Please note the concerns expressed by the reviewers on the research work, experimentation methodology, and results are extensive. They require full attention. I would expect that you update the research work, experiments, and then report the finding. Please also include a separate document detailing your response to specific comments made by the reviewers along with the changes you made in the paper. The revised paper will be sent for a second review.

If you choose not to undertake the revision, please let us know. Thanks for your interest in the journal.

**Language Note:** The review process has identified that the English language must be improved. PeerJ can provide language editing services - please contact us at [email protected] for pricing (be sure to provide your manuscript number and title). Alternatively, you should make your own arrangements to improve the language quality and provide details in your response letter. – PeerJ Staff

Reviewer 1 ·

Basic reporting

Technical quality of the submission is good in both English and stylistic and formal arrangement. The graphs included in the submission should be in vector format (not as bitmap images) to allow better printing. The literature review is sufficient although its findings are not adequately utilized in the text to support presented ideas.

I appreciate comparison of the related work in Tab. 1 "Literature review summary". However, the aspects described in the table (especially those missing features in the most of schedulers, such as "I/O Bounds") should be introduced before the literature review and evaluation/comparison methodology should be established. Also there should be more detailed description of how the missing features from the comparison will be addressed in the proposed approach (before or after its description).

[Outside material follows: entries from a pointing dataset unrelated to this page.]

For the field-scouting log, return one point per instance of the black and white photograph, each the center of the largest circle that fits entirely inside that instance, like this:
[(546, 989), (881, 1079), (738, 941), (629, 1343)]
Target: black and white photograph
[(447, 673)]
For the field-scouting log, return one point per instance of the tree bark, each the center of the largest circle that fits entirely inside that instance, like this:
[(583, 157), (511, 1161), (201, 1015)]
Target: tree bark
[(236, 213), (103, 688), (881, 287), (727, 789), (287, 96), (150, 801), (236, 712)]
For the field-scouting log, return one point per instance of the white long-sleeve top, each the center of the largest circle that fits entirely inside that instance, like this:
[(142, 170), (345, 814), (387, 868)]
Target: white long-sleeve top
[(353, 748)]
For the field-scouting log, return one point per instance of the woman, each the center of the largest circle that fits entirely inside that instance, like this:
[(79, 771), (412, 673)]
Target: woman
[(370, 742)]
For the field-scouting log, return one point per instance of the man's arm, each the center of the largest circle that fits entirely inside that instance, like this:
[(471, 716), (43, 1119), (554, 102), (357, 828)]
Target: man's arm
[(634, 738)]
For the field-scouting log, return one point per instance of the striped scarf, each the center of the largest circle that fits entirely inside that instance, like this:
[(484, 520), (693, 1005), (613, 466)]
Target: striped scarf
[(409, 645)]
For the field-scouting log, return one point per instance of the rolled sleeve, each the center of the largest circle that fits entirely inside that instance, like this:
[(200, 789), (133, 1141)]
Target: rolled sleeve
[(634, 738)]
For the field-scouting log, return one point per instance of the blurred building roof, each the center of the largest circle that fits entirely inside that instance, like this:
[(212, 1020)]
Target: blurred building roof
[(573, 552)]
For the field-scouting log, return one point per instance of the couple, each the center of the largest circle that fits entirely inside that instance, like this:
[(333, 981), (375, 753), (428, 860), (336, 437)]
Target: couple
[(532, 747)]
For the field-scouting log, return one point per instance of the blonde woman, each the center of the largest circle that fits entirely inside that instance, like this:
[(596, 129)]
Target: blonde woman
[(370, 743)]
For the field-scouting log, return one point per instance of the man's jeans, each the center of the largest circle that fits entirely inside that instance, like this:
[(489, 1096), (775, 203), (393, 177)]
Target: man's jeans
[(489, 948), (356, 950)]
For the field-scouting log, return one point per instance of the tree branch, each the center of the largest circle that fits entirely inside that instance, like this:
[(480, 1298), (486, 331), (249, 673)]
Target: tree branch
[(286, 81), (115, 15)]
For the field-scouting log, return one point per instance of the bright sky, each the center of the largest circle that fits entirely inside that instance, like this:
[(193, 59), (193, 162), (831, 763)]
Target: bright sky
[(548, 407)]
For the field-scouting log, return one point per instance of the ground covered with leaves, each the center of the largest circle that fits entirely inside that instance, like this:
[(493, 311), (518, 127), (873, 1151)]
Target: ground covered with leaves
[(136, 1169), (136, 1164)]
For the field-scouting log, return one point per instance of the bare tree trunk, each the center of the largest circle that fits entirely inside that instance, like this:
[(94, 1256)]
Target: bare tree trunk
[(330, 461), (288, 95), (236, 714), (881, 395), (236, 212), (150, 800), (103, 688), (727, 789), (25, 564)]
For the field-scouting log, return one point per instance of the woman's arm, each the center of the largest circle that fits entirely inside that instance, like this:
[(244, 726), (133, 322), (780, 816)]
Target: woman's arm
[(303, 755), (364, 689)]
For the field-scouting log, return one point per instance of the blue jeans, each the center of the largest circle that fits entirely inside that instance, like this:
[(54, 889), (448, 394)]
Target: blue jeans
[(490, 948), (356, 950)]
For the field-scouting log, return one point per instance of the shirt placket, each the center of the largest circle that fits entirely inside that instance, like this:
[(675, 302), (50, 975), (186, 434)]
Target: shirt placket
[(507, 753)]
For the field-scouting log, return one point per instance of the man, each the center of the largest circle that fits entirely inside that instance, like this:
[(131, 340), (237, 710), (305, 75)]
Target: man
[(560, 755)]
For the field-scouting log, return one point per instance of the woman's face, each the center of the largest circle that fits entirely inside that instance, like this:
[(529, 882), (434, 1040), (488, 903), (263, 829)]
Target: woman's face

The algorithm presented in the Sec. 3 is described clearly, however, it is not so clear how it differ from approaches taken by the previous works. It should go much further than at a trivial calculation of "computationPower" (dynamic loads, a prediction, operating with RT features of Storm flows, etc.).

Experimental design

While Sec. 5 shows a lot of impressing graphs of efficiency of the proposed scheduling algorithm, those are not supported by data published in the paper (although there could be in the included attachments... but they are missing also there). I would expect better experimental setup (beyond basic serial and parallel flows) and statistical numbers proving correct approach with established statistical analysis methods. Without those, the graphs are just mere illustrations, not scientific results. The included Java code of the WGStorm class implementing IScheduler interface in org.apache.storm.scheduler package seems ok, however, it does not prove the presented results and there are not data to make the experiment and scientific results reproducible.

Validity of the findings

Without more detailed experimental results, possible impact and novelty of the proposed approach cannot be assessed. The description of the algorithm proposed in the submission does not prove the presented results.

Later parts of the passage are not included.